Goldberger J J, Aronson R S
Department of Medicine, Northwestern University Medical School, Chicago, Illinois 60611.
Pacing Clin Electrophysiol. 1992 Feb;15(2):162-70. doi: 10.1111/j.1540-8159.1992.tb03060.x.

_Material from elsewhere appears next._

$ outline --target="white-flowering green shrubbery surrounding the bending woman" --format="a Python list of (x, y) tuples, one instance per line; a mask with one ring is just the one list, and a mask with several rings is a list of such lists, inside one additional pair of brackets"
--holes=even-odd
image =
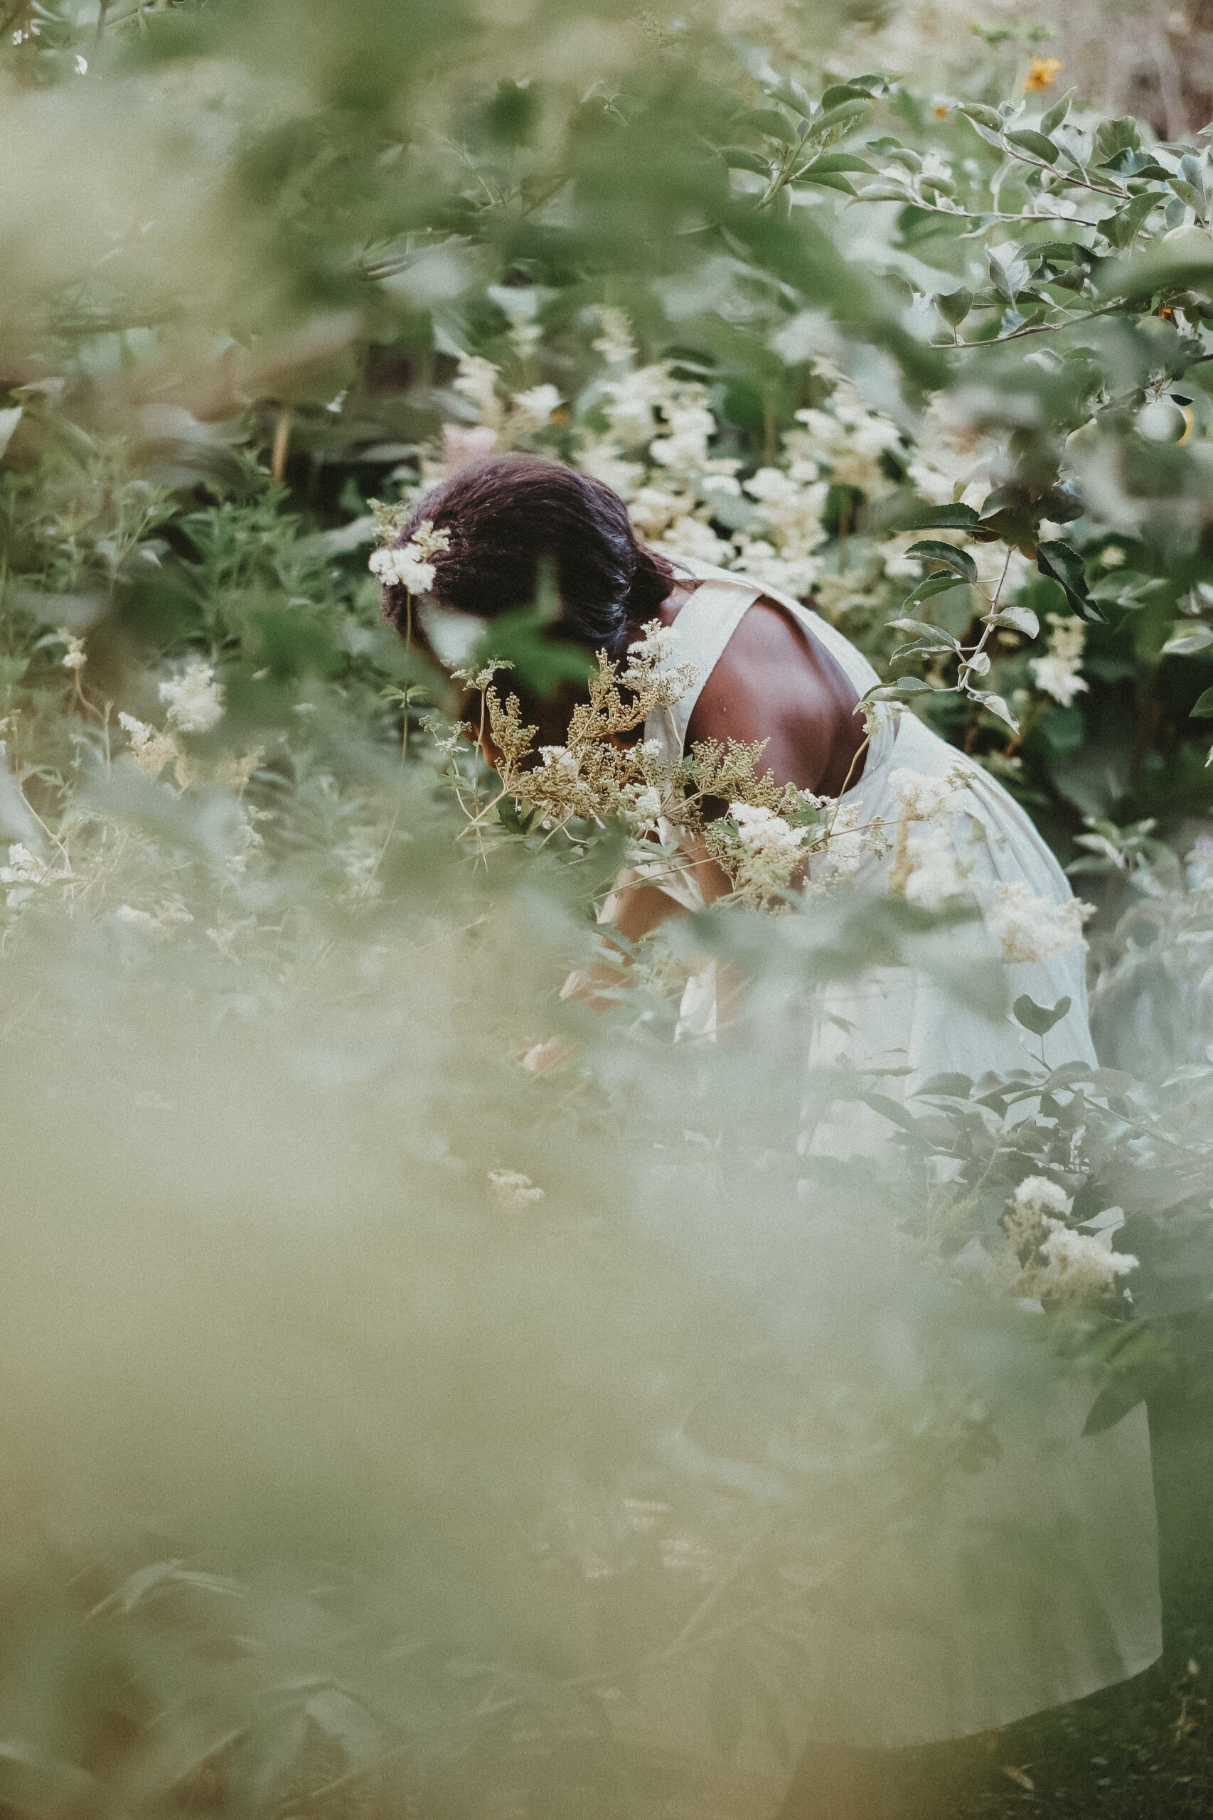
[[(707, 1811), (794, 1753), (803, 1587), (1058, 1372), (1098, 1429), (1200, 1360), (1209, 153), (1022, 44), (973, 93), (856, 75), (805, 11), (368, 4), (337, 56), (315, 7), (64, 7), (2, 49), (18, 1811), (572, 1811), (592, 1738), (641, 1815), (670, 1663)], [(510, 448), (809, 599), (872, 712), (1020, 795), (1100, 899), (1115, 1067), (1020, 999), (1005, 1076), (807, 1079), (821, 986), (912, 965), (1002, 1017), (974, 910), (1014, 963), (1089, 906), (985, 894), (947, 781), (878, 828), (752, 748), (663, 770), (661, 632), (539, 753), (486, 666), (543, 682), (541, 630), (450, 652), (484, 788), (379, 621), (441, 546), (375, 546)], [(559, 999), (683, 835), (732, 883), (694, 930), (754, 985), (732, 1050), (672, 1041), (674, 939), (597, 1025)], [(834, 888), (876, 844), (892, 890)], [(840, 1163), (809, 1127), (852, 1101)]]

Calcium ions appear to play a central role in the development of ventricular arrhythmias associated with digitalis intoxication. Therefore, the effects of the calcium channel antagonist, verapamil, on ouabain-induced ventricular tachycardia were investigated. Ventricular tachycardia (three or more consecutive wide QRS complexes) was induced in guinea pigs by intravenous infusion of ouabain (1 microgram/min) and bursts of rapid ventricular stimulation. Of seven guinea pigs given the infusion of ouabain, all developed ventricular tachycardia at a dose of 82 +/- 17 micrograms/kg (mean +/- SD) and none developed heart block or asystole. Eight guinea pigs were treated with verapamil (2 micrograms/min for 30 minutes) prior to exposure to ouabain. Of those eight animals, only two developed ventricular tachycardia but six developed heart block or asystole at a significantly higher dose of ouabain (154 +/- 47 micrograms/kg). None of three control guinea pigs given an infusion of normal saline for 90 minutes developed ventricular tachycardia. These results show that pretreatment with verapamil inhibits ouabain-induced ventricular tachycardia in guinea pigs. Combined treatment with verapamil and ouabain is associated with a high incidence of heart block and asystole, which may limit the usefulness of verapamil.
钙离子似乎在与洋地黄中毒相关的室性心律失常的发生中起核心作用。因此,研究了钙通道拮抗剂维拉帕米对哇巴因诱导的室性心动过速的影响。通过静脉输注哇巴因(1微克/分钟)和快速心室刺激阵发,在豚鼠中诱发室性心动过速(三个或更多连续的宽QRS波群)。在接受哇巴因输注的七只豚鼠中,所有豚鼠在剂量为82±17微克/千克(平均值±标准差)时均发生室性心动过速,且无一发生心脏传导阻滞或心搏停止。八只豚鼠在接触哇巴因之前接受维拉帕米治疗(2微克/分钟,持续30分钟)。在这八只动物中,只有两只发生室性心动过速,但六只在明显更高剂量的哇巴因(154±47微克/千克)时发生心脏传导阻滞或心搏停止。三只接受90分钟生理盐水输注的对照豚鼠均未发生室性心动过速。这些结果表明,维拉帕米预处理可抑制豚鼠中哇巴因诱导的室性心动过速。维拉帕米和哇巴因联合治疗与心脏传导阻滞和心搏停止的高发生率相关,这可能会限制维拉帕米的实用性。